Frank de Boer has done an incredible job since being promoted from within the Ajax youth ranks to the senior side in 2010. The former Netherlands international has led the Amsterdam outfit to three successive titles, but it is not his trophy haul that marks him out as the ideal candidate for the San Siro hotseat. There are a number of other far more compelling reasons.
Firstly, there is the fact that De Boer took charge of Ajax at a time of bitter internal warfare, with the club’s supervisory board ultimately resigning over a court ruling that upheld Johan Cruyff's case against the appointment of Louis van Gaal as CEO.
These were two men who De Boer idolised; two men that have heavily influenced his coaching philosophy. Yet he handled the situation with the kind of class, composure and perception he exhibited during his playing days.
"It's a real shame that they don't seem to get along," the former centre-half mused. "They have much more in common than they think. They both really love Ajax, enjoy attacking football ... but are pretty stubborn."
Marco van Basten was just one of those impressed by the way in which De Boer managed to put all the politicking to one side and lead Ajax to the title that season, with the iconic forward having found the internal divisions too much too handle during his return to Amsterdam in a coaching capacity in 2008.
"There are many people at Ajax who try to interfere with all sorts of things, but Frank remains very quiet," the former Netherlands international explained. "For me, the power of Ajax is Frank de Boer.”
Having honed his skills of diplomacy in Amsterdam, De Boer would therefore hardly be intimidated by the current power struggle raging at San Siro between Berlusconi’s daughter, Barbara, and Adriano Galliani.
Furthermore, De Boer would have little trouble in dealing with Milan's newfound prudency in the transfer market. The aforementioned sales of Thiago Silva and Ibrahimovic were essential in terms of balancing the books at Milanello and, while they remain a major player in the Italian market, they simply can no longer compete with Europe's elite.
However, one could argue that De Boer would not only handle such parsimony, but embrace it. Ahead of last year's Champions League win over the Abu Dhabi-backed Manchester City, De Boer stated: "We don't have their kind of money so we have to be creative. I like our style better because buying players is a lot easier.”
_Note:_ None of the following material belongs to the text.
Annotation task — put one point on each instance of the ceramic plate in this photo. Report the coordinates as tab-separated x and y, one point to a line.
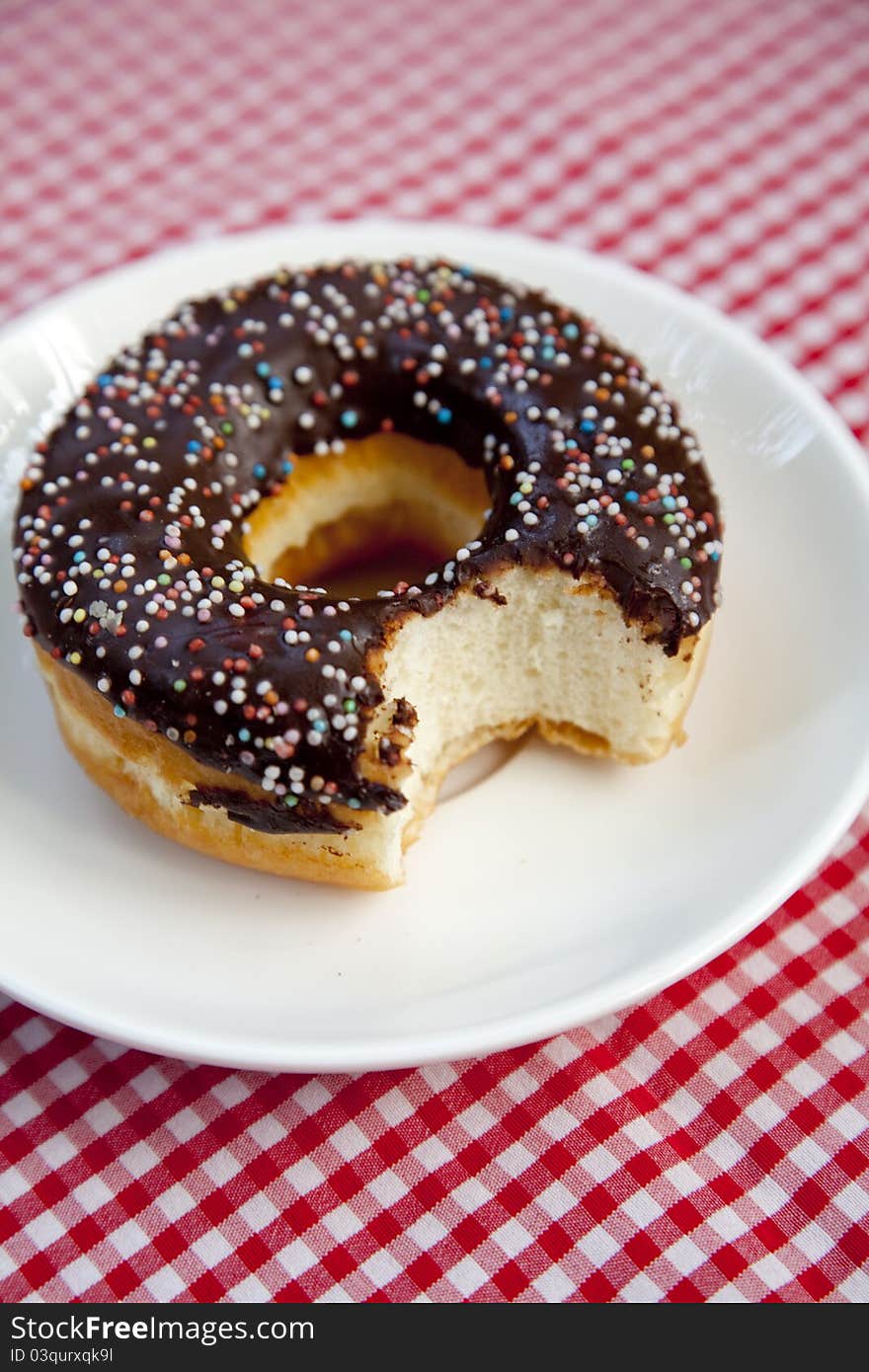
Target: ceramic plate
546	889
Given his background in Ajax's fabled youth academy, De Boer would also fit in perfectly with Milan’s aforementioned desire to rejuvenate their squad, while at the same time addressing their recent overreliance on prima donnas - like Ibrahimovic and, currently, Mario Balotelli - just as he immediately did at the Amsterdam ArenA with Mounir El Hamdaoui.
“Football is a team sport, not an individual sport,” he reasons. “[Ajax’s] strength is that we are not dependent on one person."
Likewise, De Boer's strength is that he is not dependent upon one point of view. Not only does he surround himself with talented ex-team-mates for whom he has the utmost respect, he has also drawn on the teachings of both Van Gaal and Cruyff to create arguably the perfect coaching model for Ajax.
Could it work at Milan? It would be difficult, but there is clearly no-one better qualified than De Boer to make it happen. To put it simply, he is the best man for the job.